On test upgrades, I found out that the upgrade process pushes the PHP filter module and the PHP input format on me. Given that the primary reason to move this to a separate module is to serve security, IMHO we should not push this input format on sites (like my use case) where the PHP input format simply should not be there.
The offending update is in system_update_6009() and has a few problems:
- unconditionally removes the second input format, regardless of what it might be (although users are allowed to remove filters, rename formats, so format #2 might not be a PHP input format on a particular site) => leads to data loss
- unconditionally enables the PHP filter module
- unconditionally adds a new input format with this filter enabled
IMHO all these are wrong.
What we should do is to identify whether there was any input format which used the PHP filter, and only enable the module if there was at least one. I am not convinced we would need to overwrite any of the existing PHP input format's information (as mentioned above the code removed the old format and added a brand new one). As far as I see, the only thing we need to do is to enable the PHP filter module if required and update the input formats affected to point to the new evaluator. Although the code lives elsewhere, behavior was not changed, so caches should not be flushed, etc.

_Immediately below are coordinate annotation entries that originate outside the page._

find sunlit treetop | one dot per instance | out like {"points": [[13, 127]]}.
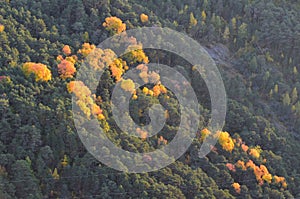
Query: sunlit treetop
{"points": [[237, 187], [86, 49], [144, 18], [114, 25], [67, 50], [40, 71], [66, 69]]}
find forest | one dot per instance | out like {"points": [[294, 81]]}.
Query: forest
{"points": [[44, 45]]}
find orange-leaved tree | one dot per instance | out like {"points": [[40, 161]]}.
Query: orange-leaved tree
{"points": [[144, 18], [114, 25], [66, 69], [40, 71]]}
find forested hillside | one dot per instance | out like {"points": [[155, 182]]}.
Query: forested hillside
{"points": [[43, 45]]}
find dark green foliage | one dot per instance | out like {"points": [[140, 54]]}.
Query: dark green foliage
{"points": [[260, 53]]}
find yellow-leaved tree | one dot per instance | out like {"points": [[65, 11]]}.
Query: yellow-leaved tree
{"points": [[114, 25], [40, 71]]}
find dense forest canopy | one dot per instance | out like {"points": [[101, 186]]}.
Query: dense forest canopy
{"points": [[43, 45]]}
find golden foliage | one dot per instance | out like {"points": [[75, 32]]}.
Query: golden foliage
{"points": [[145, 90], [231, 167], [255, 152], [241, 164], [236, 187], [2, 27], [244, 147], [117, 68], [144, 18], [134, 97], [67, 50], [40, 71], [204, 133], [85, 100], [66, 69], [267, 178], [114, 25]]}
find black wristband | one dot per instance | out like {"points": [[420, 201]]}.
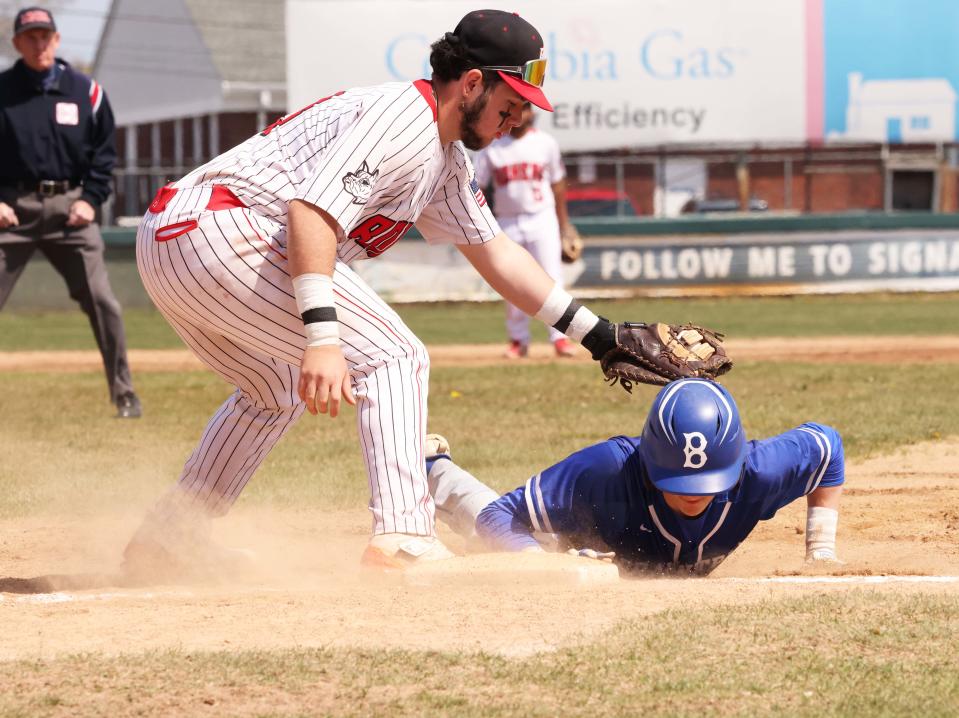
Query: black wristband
{"points": [[319, 314], [562, 324], [601, 338]]}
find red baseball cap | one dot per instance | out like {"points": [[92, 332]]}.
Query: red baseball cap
{"points": [[505, 42]]}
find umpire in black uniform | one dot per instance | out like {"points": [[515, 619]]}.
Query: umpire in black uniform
{"points": [[56, 157]]}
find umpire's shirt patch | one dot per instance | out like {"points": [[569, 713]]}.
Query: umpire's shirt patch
{"points": [[68, 113]]}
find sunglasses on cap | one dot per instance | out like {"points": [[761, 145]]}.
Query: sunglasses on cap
{"points": [[533, 72]]}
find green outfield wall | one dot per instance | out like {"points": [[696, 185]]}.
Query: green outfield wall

Unless there is a reason uncovered to add this as a completely new format, I think we can go with this solution. This keeps people who chose not to enable the PHP format in Drupal 5 and before without this format.
Issue where this update code was added for reference: http://drupal.org/node/46941
| Comment | File | Size | Author |
|---|---|---|---|
| stop-php-format-push.patch | 2.23 KB | gábor hojtsy |
Comments
Comment #1
gábor hojtsyMy suggested solution to leave the input formats using the PHP filter alone (apart from updating their reference to the filter) also solves another problem with the current update code: that it does not enable the newly added "PHP code" format for any roles, so upgrading sites where the PHP format was previously use will see that this format is not available to any roles anymore.
So the existing update code is bad for both who use the PHP filter and those who do not want to.
Comment #2
dries commentedInteresting. I agree with Gabor's explanation, and I believe his patch does the right thing. It took me a while because it is drastically simpler than the previous patch. As far as I'm concerned, this patch does the right thing, and it should be RTBC.
It would be great if Zen (author of the original PHP filter issue) could comment on this patch, but IIRC he was away from the keyboard for a while.
Comment #3
Zen commentedI agree too. This patch is a lot cleaner, simpler and as Gábor pointed out, more reliable. +1
Thanks,
-K
Comment #4
dries commentedAlright. Committed to CVS HEAD. Thanks Gabor.
Comment #5
(not verified) commentedAutomatically closed -- issue fixed for two weeks with no activity.